Heart of Gold
To the editor: I wanted to say thank you for Andrew McLemore’s story on Nathan and Judy Obregon (“Bait for Cruelty,” May 16, 2012). Judy has a heart of gold, and her heart often outweighs her head! Judy takes no rescues to any shelter. She hangs onto them. She pleads to find foster homes or boards the animals at vets or other facilities or takes them to doggy day care, no matter how long it takes. You can imagine what she spends out of her own pocket for these helpless animals. People call her to come and rescue animals they find, and she just can’t turn them away. It would be wonderful if she could get some funding for her work.
Again, thank you for sharing the story of Nathan.
To the editor: Andrew McLemore’s feature story (“Price Line,” April 25, 2012) was a fine piece devoted to our mayor, fully exploring the pros and cons of her performance.
Mayor Betsy Price has been in office only a year, and no individual or group should wolfpack her and her policies until they do their research into whatever crusade they want to champion. The campaign of negative rhetoric is always on the horizon, no matter who is in office. So far, Price isn’t capitulating to anyone — and she will give an audience to Fort Worth Weekly while her predecessor, Mike Moncrief ignored the paper for eight years.
As Wanda Conlin, publisher of the Greater Meadowbrook News, said, “She is the most open mayor we’ve had.” Conlin also wrote that Price will give you answers to your questions. Our mayor will do the dais proud. As she herself says, “It’s your Fort Worth. Tell us what you want.”
To the editor: In his recent article (“Fort Rock,” May 9, 2012), Anthony Mariani succinctly states a problem: Fort Worth needs a pedestrian-friendly neighborhood of rock clubs like Deep Ellum.
Now … close your eyes, and let’s dream for a moment. Imagine a street with lots of large, empty commercial buildings all located within walking distance of one another or a few short minutes away by car or shuttle bus. Imagine that this location is centrally located amid three universities. Imagine a unique, eclectic neighborhood (like Deep Ellum or Greenville Avenue), with tons of parking, cheap rent, and low taxes. Imagine local residents who eagerly want entertainment, restaurant, and shopping venues.
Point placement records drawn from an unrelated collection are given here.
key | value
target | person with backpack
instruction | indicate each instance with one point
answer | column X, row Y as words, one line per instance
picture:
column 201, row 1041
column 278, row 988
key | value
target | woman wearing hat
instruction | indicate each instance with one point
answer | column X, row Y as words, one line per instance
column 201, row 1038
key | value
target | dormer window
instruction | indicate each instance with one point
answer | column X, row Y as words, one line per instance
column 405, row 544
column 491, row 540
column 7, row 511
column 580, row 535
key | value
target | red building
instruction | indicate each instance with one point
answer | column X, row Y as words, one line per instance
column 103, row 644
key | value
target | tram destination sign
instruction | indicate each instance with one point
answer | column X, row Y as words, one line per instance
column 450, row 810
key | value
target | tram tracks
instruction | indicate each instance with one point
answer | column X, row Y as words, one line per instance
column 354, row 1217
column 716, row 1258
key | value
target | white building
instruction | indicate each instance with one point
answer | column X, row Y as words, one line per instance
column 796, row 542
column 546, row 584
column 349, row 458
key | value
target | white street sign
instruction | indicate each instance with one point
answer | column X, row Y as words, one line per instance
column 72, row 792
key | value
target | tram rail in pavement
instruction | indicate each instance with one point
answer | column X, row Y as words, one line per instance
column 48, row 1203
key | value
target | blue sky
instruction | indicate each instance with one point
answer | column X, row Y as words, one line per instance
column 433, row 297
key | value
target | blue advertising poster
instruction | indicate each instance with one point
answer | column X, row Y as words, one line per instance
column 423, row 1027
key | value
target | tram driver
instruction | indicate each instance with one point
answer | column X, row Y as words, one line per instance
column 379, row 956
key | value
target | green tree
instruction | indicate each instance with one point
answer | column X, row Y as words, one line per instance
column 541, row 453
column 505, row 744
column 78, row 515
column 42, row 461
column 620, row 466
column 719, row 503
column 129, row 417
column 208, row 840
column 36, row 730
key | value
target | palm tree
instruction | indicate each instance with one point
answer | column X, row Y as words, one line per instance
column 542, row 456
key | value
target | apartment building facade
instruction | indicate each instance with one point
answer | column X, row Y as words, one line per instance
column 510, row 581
Imagine lots of smaller vacant retail spaces just waiting for funky shops and boutiques.
Ready? Three words for you: East Lancaster Avenue. Now, I know what you’re thinking: homeless people, too dangerous. Well, think again. Meadowbrook crime statistics are as good (and sometimes better) than the rest of Fort Worth, and the homeless people know to stay down by the shelters. We might even get rid of the sidewalk squatters altogether if we could rein in the well-meaning but misguided do-gooders who believe that throwing out more free food will solve the homeless problem.
But, hey, Deep Ellum had a colorful cast of characters, and so do we. Where else will you see a guy in white shorts and red cowboy boots pushing a blue shopping cart down the street? Imagine that.
• In a May 9 story, “Polluters’ Paradise?” the Natural Resources Defense Council was erroneously referred to as the National Resources Defense Council.
• Judy Obregon’s activities as a dog rescuer were described incorrectly in the May 16 story “Bait for Cruelty.” When Obregon finds a stray dog, and the city’s animal control employees don’t respond, she said, she tries to find a foster home for the animal but does not take it to the city shelter.